A Box Full of Family

Tony Hanson

Several years ago while cleaning out my attic I found a small box left by a previous resident that contained pictures, eyeglasses, letters written in the 1940’s, and a few other tidbits. As a genealogist I knew how much any living descendant would appreciate these artifacts, and I set out to find someone from this family.

There was just enough information in the letters to allow me to begin a family tree. Whenever I hit a brick wall on my own family I came back to this little mystery.

The two main people of interest were: SARAH E MIILES (born Sarah Elizabeth Slutts on 11 Oct 1862 in Lee, Iowa, d. 01 Jan 1956 in Polk County, Iowa, married to Phineas Young Miles b. 15 Jan 1850 in Lee, Iowa, d. 24 Oct 1929, buried in the Corydon Cemetery, Wayne County, Iowa), and her sister MARY BELL HUNT (born Mary Bell Slutts abt. 1867 in Van Buren County, Iowa, d. aft. 1943 in Keosauqua, Van Buren county, Iowa, married to John C Hunt b. abt. 1861).

Over time I made a lot of progress, but I never was able to make the leap to somebody in the family who was still alive.

I subscribe to the RootsWeb NORWAY mailing list and am impressed by the level of knowledge exhibited there, so one day I posted what I knew and hoped for the best.

Just four hours and twenty seven minutes later I received a reply from Ron.

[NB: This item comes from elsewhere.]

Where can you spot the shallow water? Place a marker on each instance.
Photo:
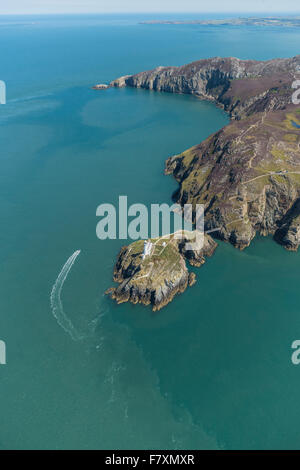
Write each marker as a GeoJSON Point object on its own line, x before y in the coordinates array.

He had already traced the ownership of my house using online records and started comparing names to the family tree I had assembled. He had also found some possible connections in the Social Security Death Index, which led him to an online family tree with names that matched those I had, and had contacted the owner of that tree to let her know that I was looking for a contact.

I received more updates over the next few hours from others. Meanwhile Ron happily went about filling in more blanks in my adopted family’s history. My post back to the list the next day says it all:

Dear Jerry, Joan, Hank, Dennis but especially Ron:

I watch the postings on this list on a regular basis and so I should be used to the skill, talent and generosity that is demonstrated here every day, but still I am overwhelmed… thank you all so very much for all the suggestions and the help!

Best of all was this email a few weeks later:
Hi, I got an e-mail from a Ron about the box you found in your attic. I think it may have been left there by my husband’s uncle Elton McClanahan, listed on your tree, and I would dearly like to have it. Elton was my father-in-law Richard’s brother (both now deceased), and lived in Texas around the time you mention.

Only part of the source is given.